26 September 2013

Barriers in SA healthcare need to be broken down

Strong partnerships between the public and private sector need to be built if South Africans want to achieve optimum health.


The clear divisions between public and private healthcare in South Africa need to be broken down, and strong partnerships between the public and private sector need to be built if we want the nation to achieve optimum health.

This was the clear message from Dr Anban Pillay, Deputy Director General Health Regulatory and Compliance Management at the National Department of Health. He was speaking at the 14th Annual conference of the Board of Healthcare Funders (BHF), held in Cape Town recently.

Standard treatment guidelines

Dr Pillay called for medical schemes to partner with government to come up with evidence-based, defendable, standard treatment guidelines.

“Any partnership needs to focus on healthcare,” he said. “The problems come in when it is a purely financial arrangement. We need to ensure that we build long term relationships that are developed on mutual respect.” 

Dr Pillay emphasised that the strengths of both sectors needed to be taken into account. “Too often we focus on the weaknesses, and by so doing, we sell ourselves short,” he said.

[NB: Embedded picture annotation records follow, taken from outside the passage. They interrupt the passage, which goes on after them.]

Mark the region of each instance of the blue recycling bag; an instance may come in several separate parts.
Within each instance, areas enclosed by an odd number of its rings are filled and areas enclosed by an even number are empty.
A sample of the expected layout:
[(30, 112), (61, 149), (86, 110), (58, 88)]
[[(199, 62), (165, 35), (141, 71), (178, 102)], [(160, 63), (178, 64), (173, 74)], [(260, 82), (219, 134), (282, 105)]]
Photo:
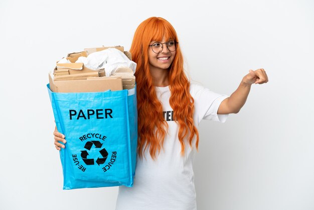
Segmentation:
[(131, 187), (137, 144), (136, 87), (78, 93), (47, 87), (57, 128), (67, 140), (60, 152), (63, 189)]

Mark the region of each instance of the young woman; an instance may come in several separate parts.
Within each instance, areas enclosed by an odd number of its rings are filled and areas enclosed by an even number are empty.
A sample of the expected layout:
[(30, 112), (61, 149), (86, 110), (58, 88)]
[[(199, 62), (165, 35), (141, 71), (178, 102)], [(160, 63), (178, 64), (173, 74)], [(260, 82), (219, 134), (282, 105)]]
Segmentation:
[[(192, 84), (183, 69), (176, 32), (161, 18), (137, 28), (130, 50), (137, 63), (137, 159), (132, 187), (120, 186), (117, 210), (196, 209), (192, 167), (202, 119), (224, 122), (244, 104), (253, 83), (267, 82), (263, 69), (250, 70), (230, 97)], [(55, 145), (64, 148), (56, 129)]]

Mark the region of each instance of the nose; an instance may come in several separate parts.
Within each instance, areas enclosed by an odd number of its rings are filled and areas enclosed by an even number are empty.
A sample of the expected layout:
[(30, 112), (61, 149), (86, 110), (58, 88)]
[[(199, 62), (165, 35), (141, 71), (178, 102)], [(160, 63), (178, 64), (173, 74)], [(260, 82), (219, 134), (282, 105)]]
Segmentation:
[(162, 52), (161, 52), (161, 53), (168, 53), (169, 52), (170, 52), (170, 51), (168, 49), (168, 46), (167, 46), (167, 44), (168, 43), (167, 42), (166, 43), (162, 44), (163, 45), (163, 49), (162, 50)]

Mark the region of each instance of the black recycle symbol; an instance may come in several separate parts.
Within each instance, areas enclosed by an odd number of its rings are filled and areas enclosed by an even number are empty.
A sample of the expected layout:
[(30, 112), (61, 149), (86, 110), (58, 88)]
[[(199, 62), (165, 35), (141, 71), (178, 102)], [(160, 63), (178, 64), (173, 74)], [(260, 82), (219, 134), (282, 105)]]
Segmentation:
[[(95, 145), (95, 147), (96, 148), (101, 148), (102, 146), (102, 144), (101, 144), (98, 141), (91, 141), (86, 142), (85, 144), (85, 146), (84, 147), (84, 148), (87, 150), (90, 150), (93, 145)], [(81, 151), (81, 157), (83, 159), (83, 161), (86, 165), (94, 165), (95, 163), (94, 162), (94, 159), (88, 159), (87, 156), (89, 155), (88, 152), (86, 150), (83, 150)], [(99, 153), (102, 157), (99, 158), (97, 158), (96, 160), (96, 162), (98, 165), (100, 164), (103, 164), (106, 162), (106, 160), (107, 159), (107, 157), (108, 157), (108, 152), (105, 148), (99, 150)]]

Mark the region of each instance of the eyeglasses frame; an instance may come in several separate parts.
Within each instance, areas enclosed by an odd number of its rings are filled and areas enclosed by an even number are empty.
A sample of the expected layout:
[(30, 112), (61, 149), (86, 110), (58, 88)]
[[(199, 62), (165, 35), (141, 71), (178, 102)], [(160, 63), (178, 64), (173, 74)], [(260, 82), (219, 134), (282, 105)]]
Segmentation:
[[(161, 43), (161, 42), (154, 42), (153, 43), (152, 43), (152, 45), (148, 45), (148, 46), (151, 47), (151, 50), (152, 50), (152, 52), (153, 52), (154, 53), (156, 53), (156, 54), (158, 54), (158, 53), (160, 53), (161, 52), (162, 52), (163, 51), (163, 50), (164, 50), (164, 44), (168, 44), (168, 43), (169, 42), (171, 42), (171, 41), (174, 41), (175, 42), (175, 45), (177, 45), (178, 44), (179, 44), (179, 42), (177, 42), (176, 40), (170, 40), (170, 41), (168, 41), (167, 42), (164, 42), (163, 43)], [(162, 44), (162, 50), (161, 50), (160, 51), (159, 51), (159, 52), (156, 53), (155, 52), (155, 51), (153, 51), (153, 50), (152, 49), (152, 45), (154, 45), (154, 44), (155, 43), (161, 43)], [(168, 50), (169, 50), (170, 52), (175, 52), (176, 50), (177, 50), (177, 45), (176, 45), (176, 49), (175, 50), (174, 50), (173, 51), (172, 51), (171, 50), (170, 50), (169, 49), (169, 48), (168, 47), (168, 45), (166, 45), (166, 46), (167, 46), (167, 49), (168, 49)]]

For Dr Pillay, one of the major strengths of the private healthcare sector is the purchaser-provider split which provides a healthy tension and allows both purchasers and providers to hold each other to account. In the public sector, it is important to recognise that South Africa is a leader in medicine procurement. The State is also able to provide many services at lower cost and public hospitals could be used by the private sector for selected cases far more often than is currently the case.

Private sector patients at risk

He also warned that private sector patients were at risk because of a perception that free vaccinations and family planning were for public sector patients only.

“It doesn’t bode well for us if we have a section of the population unvaccinated because they think they are not eligible for the free service,” he said.

“Private patients say they are worried about the quality of care in the public sector,” he said. “In my opinion, their concerns are actually about aesthetics. These are not insurmountable challenges and a long term partnership can solve this.”

Amending legislation

Dr Pillay suggested that one solution would be if the Public Works Department had an oversight role rather than actually repairing and maintaining health facilities.

He also turned his attention to the fees paid to providers, suggesting that a system which allowed fees collected to be retained to some extent at local level.

“Amending the legislation to make this possible would improve results, as we have seen in the Western Cape,” he said.

The division between the sectors also opens the door to fraud.

“The medical schemes sit on data about how much they pay providers,” he said. “It surprised us how many full-time state employees deliver services to private as well. The extent to which they are being paid is significant. We need to work together to break the perception that the one sector doesn’t talk to the other, which leads people to believe they can get away with things.”